Other swage devices use radially extendable rollers that are hydraulically powered coupled with rotation of the swage and a pull or push through the tubular being expanded. These devices can be bulky making them difficult to use in the smaller sizes and develop enough power to build in place by roller extension driven by applied hydraulic pressure. One such example is U.S. Pat. No. 7,124,826.
Another adjustable swage design involves interlocking segments that translate axially with respect to each other. When the segments are pushed into alignment they are at their maximum or built diameter and can be advanced through a tubular. If the segmented swage runs into an obstruction the segments can move axially relatively to each other to assume a smaller dimension to get past an obstruction where for reasons of wellbore conditions the pipe will not give enough to let the swage pass in the fully built diameter configuration. The original design is shown in U.S. Pat. No. 7,114,559 and related patents. To make this design more compliant to obstructions on one portion of the tubular but not all the way around it, the edge connections were modified to a more of a ball and socket design from the original L-shaped interlocking design to make the assembly more compliant. This modified design is shown in U.S. Pat. No. 7,128,146.

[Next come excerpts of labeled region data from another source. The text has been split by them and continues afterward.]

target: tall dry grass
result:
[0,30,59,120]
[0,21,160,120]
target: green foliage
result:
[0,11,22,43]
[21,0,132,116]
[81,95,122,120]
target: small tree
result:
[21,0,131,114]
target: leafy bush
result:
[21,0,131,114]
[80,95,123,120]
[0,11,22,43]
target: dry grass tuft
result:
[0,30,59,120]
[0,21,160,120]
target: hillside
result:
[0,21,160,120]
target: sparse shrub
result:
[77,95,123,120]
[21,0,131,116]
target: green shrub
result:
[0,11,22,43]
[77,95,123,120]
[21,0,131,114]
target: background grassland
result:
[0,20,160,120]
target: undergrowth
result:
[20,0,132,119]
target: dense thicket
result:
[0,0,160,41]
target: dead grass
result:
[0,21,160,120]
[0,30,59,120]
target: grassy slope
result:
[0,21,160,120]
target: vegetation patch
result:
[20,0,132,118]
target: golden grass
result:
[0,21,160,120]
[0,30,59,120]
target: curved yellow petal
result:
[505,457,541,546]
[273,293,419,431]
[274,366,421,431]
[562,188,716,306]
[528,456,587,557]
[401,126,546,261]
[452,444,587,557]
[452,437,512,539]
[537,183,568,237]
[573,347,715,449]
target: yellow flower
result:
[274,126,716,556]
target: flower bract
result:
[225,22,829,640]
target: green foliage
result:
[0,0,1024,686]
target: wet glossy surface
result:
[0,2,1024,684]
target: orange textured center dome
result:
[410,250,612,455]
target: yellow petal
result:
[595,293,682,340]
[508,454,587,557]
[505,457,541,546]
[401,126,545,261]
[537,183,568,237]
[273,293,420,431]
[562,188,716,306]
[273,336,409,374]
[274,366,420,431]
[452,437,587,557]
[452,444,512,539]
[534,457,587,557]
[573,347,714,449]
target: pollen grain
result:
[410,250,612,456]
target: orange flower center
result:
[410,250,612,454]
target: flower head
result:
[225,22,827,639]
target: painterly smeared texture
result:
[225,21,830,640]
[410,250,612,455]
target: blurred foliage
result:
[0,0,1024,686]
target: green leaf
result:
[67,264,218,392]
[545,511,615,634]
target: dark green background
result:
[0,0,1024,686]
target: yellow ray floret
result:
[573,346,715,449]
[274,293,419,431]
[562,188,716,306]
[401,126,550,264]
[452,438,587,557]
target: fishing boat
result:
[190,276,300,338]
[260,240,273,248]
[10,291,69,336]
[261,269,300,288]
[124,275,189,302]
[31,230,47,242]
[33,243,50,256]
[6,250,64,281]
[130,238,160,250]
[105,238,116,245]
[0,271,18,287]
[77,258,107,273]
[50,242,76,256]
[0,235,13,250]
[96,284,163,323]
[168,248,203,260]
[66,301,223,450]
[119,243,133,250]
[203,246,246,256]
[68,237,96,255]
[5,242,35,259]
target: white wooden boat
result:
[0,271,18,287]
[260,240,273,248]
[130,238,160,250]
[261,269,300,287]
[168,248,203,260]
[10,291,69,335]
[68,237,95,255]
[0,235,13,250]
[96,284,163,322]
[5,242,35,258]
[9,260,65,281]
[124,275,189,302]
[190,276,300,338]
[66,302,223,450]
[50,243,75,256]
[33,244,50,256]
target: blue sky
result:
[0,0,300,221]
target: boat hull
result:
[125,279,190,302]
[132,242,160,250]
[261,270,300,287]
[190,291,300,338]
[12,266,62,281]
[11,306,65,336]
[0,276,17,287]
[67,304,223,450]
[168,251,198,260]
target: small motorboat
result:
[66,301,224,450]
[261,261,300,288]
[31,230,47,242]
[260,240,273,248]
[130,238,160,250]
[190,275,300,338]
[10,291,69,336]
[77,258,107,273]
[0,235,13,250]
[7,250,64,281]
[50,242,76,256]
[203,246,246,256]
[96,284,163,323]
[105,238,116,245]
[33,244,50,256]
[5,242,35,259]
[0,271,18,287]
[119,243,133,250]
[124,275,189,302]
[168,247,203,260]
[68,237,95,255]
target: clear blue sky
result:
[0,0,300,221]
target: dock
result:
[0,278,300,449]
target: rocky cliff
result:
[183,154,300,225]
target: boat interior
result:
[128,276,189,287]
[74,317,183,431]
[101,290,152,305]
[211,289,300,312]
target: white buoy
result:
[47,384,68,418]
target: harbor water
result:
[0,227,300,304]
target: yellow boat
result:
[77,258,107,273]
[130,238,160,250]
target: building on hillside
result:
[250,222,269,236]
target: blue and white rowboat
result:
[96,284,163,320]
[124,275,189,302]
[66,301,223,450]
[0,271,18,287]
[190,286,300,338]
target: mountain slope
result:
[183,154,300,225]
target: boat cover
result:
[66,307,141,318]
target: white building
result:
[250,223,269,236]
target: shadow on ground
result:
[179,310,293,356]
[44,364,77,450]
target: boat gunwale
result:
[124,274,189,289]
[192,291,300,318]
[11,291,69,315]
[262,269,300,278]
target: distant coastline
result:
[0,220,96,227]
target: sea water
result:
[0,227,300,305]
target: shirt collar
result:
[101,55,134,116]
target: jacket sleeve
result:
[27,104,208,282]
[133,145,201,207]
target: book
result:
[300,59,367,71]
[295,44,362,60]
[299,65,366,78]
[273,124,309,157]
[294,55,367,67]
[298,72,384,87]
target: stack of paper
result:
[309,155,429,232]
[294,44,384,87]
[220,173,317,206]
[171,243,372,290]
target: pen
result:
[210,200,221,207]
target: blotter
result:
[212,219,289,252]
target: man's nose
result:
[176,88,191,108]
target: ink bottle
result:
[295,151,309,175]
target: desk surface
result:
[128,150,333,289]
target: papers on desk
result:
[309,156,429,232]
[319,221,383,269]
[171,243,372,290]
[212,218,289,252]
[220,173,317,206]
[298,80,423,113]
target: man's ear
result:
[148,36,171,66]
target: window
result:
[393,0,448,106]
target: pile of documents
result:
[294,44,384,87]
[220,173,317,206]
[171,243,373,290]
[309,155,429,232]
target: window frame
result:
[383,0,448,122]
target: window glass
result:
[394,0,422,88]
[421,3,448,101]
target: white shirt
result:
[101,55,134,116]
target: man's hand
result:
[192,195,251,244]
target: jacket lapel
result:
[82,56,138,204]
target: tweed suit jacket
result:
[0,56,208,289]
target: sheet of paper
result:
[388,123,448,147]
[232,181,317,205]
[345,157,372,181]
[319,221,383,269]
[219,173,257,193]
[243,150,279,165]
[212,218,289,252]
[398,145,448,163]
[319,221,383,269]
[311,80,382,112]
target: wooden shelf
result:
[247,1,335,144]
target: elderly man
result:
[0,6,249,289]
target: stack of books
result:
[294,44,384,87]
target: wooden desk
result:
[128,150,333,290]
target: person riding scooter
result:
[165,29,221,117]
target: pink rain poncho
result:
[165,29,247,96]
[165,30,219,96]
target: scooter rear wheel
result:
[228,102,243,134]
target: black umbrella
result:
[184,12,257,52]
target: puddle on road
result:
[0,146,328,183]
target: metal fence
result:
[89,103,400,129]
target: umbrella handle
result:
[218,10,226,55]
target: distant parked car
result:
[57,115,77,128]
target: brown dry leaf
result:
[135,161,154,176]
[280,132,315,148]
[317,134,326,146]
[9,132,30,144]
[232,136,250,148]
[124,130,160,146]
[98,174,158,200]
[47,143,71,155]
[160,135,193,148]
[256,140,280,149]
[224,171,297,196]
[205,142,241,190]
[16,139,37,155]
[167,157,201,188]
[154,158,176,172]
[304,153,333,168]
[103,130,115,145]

The present invention is an improvement to the known segmented swage design shown in U.S. Pat. Nos. 7,114,559 and 7,128,146. In one aspect it reconfigures the segments as they are joined for relative edge movement by inclining the sliding axis such that once the segments are built to maximum dimension they will not collapse or act in a compliant manner so as to reduce the created drift diameter in applications that require a minimum drift to pass other tools at a later time. The edge to edge connection is configured to minimize relative rotation between adjacent segments at their sliding interface to reduce the potential for binding during relative motion on diameter change. The orientation of the load transfer surface between segments is also configured to transfer more of the reaction force in building the swage to its target diameter in a tubular to a more radial direction to reduce the normal component of force on surfaces that slide relatively so as to reduce the friction force from such sliding to make it possible to get to the built configuration with less force applied. These and other aspects of the present invention will be more apparent to those skilled in the art from a review of the detailed description of the preferred embodiment and the associated drawings with the understanding that the full scope of the invention is determined by the attached claims.